View Comments
Whistleblower to quit over fraud arrest
Disgraced whistleblower: A US mugshot of Ashton Foley.

Disgraced whistleblower Ashton Foley is expected to resign today from her role as chief executive of a Victorian health service after she confessed to being wanted in the US for fraud.

_The Weekend West, _ which revealed on Saturday that Mrs Foley had been jailed in her home country in 2008, understands there was an urgent meeting of Orbost Regional Health Service board members yesterday.

Mrs Foley has been working in Orbost, about 300km east of Melbourne, since being hailed as a whistleblower for providing damaging documents to the Labor Party late last year about her former employers at Peel Health Campus.

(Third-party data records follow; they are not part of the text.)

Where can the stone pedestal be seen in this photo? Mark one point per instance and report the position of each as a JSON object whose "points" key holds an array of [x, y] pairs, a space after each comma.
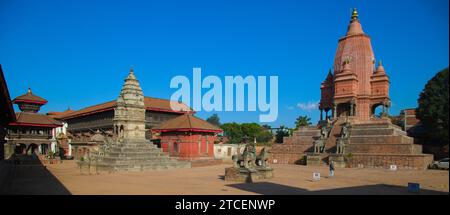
{"points": [[313, 160], [338, 159], [248, 175]]}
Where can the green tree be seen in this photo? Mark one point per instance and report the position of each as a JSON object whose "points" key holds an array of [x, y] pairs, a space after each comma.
{"points": [[433, 107], [250, 129], [232, 131], [214, 119], [283, 131], [302, 121]]}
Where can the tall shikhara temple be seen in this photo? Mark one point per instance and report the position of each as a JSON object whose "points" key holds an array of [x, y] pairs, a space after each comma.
{"points": [[357, 86], [354, 136]]}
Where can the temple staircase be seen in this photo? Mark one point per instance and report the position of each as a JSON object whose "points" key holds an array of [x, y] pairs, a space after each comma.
{"points": [[295, 147], [136, 155], [382, 145]]}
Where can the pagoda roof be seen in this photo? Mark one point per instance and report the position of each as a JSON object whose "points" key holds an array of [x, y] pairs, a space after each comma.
{"points": [[29, 97], [34, 119], [5, 102], [59, 115], [187, 122], [152, 104]]}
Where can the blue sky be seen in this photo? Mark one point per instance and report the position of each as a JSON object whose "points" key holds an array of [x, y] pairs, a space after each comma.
{"points": [[77, 53]]}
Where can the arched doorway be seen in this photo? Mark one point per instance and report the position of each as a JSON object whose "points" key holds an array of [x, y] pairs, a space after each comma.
{"points": [[32, 149], [20, 149], [44, 149], [344, 109], [377, 110]]}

But the 40-year-old mother of four trashed her own credibility on Saturday by admitting to Seven News that she had been arrested in the US State of Georgia, was bailed on an $8000 bond after two months in custody and left the country.

The confession came after strident denials that she was a woman called Michelle Marie Foley, who was charged with identity theft and fraud.

She claimed the charges relate to her dishonesty in filling out a car leasing application while on holiday in the US. She also falsified a US social security number.

"I would hope that anyone who hears this would think of a desperate situation in their life," she told Seven News on Saturday.

In an attempt to hide her true identity on Friday, Mrs Foley sent _The Weekend West _part of a Victorian death certificate, which she claimed proved her twins were born in Melbourne in 2008.

One of the twins later died.

She has since admitted the twins were born in the US shortly before her arrest and that she has gone by at least seven names over many years.

Despite the revelations, Mrs Foley said yesterday her allegations against PHC and its owners Health Solutions WA were credible.

"It shouldn't change anything," she told _The West Australian _. "Not only was the information I provided verified by other witnesses, but there were documents that confirm everything."

She had an ally in Opposition Leader Mark McGowan.

"The Government should not be using any revelations to delay the outcome of the inquiry," Mr McGowan said.

PHC chairman Mark Stowell said on Friday that Mrs Foley's evidence to a parliamentary inquiry in November was now rendered useless.

"It appears that everything Mrs Foley has done and said is based on a long-term pattern of deception," he said.

Mrs Foley, who was earning about $250,000 a year at PHC, said she also thought her past might be exposed.

"But I chose to come forward because I knew it was the right thing to do," she said.

Health Minister Kim Hames appointed retired neurosurgeon Professor Bryant Stokes to conduct a review of the practices at PHC.

It came after the report of Parliament's standing committee on estimates and financial operations, which described Mrs Foley as courageous.